As I am sharing these words with you I’m walking (albeit slowly) on the treadmill. I am able to do this with the support of my awesome new workspace that I created literally above my treadmill. The Trek Desk straddles the treadmill and allows me to set not just my laptop and keyboard, but a stackable filing system, cup holders for my water bottle and plenty of room for my tea cup, palm printer calculator, notepad, manuscript holder for my notes or IPad, and my phone with wireless headset. The funny part is the desk isn’t nearly crowded. How stoked am I?
As much as I love to write, the downside has always been sitting for much of the day in front of the computer. I’ve had ball chairs, bungee chairs, but ultimately I was still sitting on my behind for more hours of the day then I wanted to and I was losing motivation. This desk is a life-changer for me. Although it does take up some precious space in our home gym, it is so worth it. Now I just plug along at a nice slow and steady pace and by the end of my work day I’ve logged an additional 3 miles on top of my normal workout routine, without even trying!
Technology is amazing. For example as I was just writing the above paragraph I decided I should actually take a picture right now of what I’m talking about. So I quickly stepped off the treadmill, snapped a photo (sorry the lighting isn’t the best) and I emailed myself the picture, which is now posted for you to see. How cool is that? The trick is learning how to make technology work for us and not let it overrun our lives. As fun as it is to own an IPhone and an IPad, it is important to set boundaries around their use. It’s just as easy to get sucked into a fun application as it is to waste hours on Facebook or in front of the television. So basically the trouble is not the technology itself, it’s how we use it.
A 2010 Kaiser Family Foundation study found a link between media consumption and poor academic performance. The study found that teens who consume the most hours of media daily earn worse grades than those who consume less (i.e. less than 3 hours/day).

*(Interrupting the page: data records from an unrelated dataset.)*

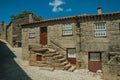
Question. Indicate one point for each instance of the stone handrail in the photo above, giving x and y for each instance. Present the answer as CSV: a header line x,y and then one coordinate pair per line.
x,y
58,45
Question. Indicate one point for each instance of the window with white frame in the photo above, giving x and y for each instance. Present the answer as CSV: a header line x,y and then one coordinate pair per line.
x,y
100,30
32,32
95,56
71,53
67,29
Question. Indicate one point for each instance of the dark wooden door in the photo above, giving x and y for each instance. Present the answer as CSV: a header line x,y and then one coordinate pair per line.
x,y
95,61
39,58
71,55
43,36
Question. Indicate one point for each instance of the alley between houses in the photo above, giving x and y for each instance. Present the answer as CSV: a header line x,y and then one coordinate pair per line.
x,y
13,68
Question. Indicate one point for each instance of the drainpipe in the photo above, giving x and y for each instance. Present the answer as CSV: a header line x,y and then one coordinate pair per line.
x,y
99,10
78,44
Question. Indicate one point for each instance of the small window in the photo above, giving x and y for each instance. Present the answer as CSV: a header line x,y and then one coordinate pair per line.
x,y
32,32
67,29
100,30
95,56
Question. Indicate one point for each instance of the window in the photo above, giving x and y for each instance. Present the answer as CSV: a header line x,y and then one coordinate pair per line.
x,y
71,53
67,29
32,32
95,56
100,30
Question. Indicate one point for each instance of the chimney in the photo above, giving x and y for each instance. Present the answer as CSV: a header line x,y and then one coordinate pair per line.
x,y
99,9
31,18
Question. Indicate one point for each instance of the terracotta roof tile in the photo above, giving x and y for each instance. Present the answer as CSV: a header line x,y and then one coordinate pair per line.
x,y
72,17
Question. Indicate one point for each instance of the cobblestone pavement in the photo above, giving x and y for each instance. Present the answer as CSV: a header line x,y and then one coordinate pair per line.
x,y
13,68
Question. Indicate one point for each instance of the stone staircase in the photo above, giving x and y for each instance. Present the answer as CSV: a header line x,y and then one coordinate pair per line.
x,y
57,56
51,59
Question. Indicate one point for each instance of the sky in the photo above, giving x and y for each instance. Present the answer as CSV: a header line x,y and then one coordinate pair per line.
x,y
49,9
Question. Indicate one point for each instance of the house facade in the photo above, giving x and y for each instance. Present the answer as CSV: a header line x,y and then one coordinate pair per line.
x,y
87,41
13,30
3,30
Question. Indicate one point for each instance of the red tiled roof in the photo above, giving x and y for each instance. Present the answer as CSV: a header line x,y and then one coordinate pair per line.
x,y
72,17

We interact less in person and thus our social skills become more awkward when we really heavily on text messaging or Facebook posts – but I digress.
The point of this post is simply to introduce you to the idea that there are always ways to make a situation better. No, if you work in an office cubicle, the Trek desk may not be the solution for you – we’ll have to come up with another idea. Think outside the cubicle and how you can create more movement in your day, more energy in your day and you’ll be rewarded with creativity and motivation.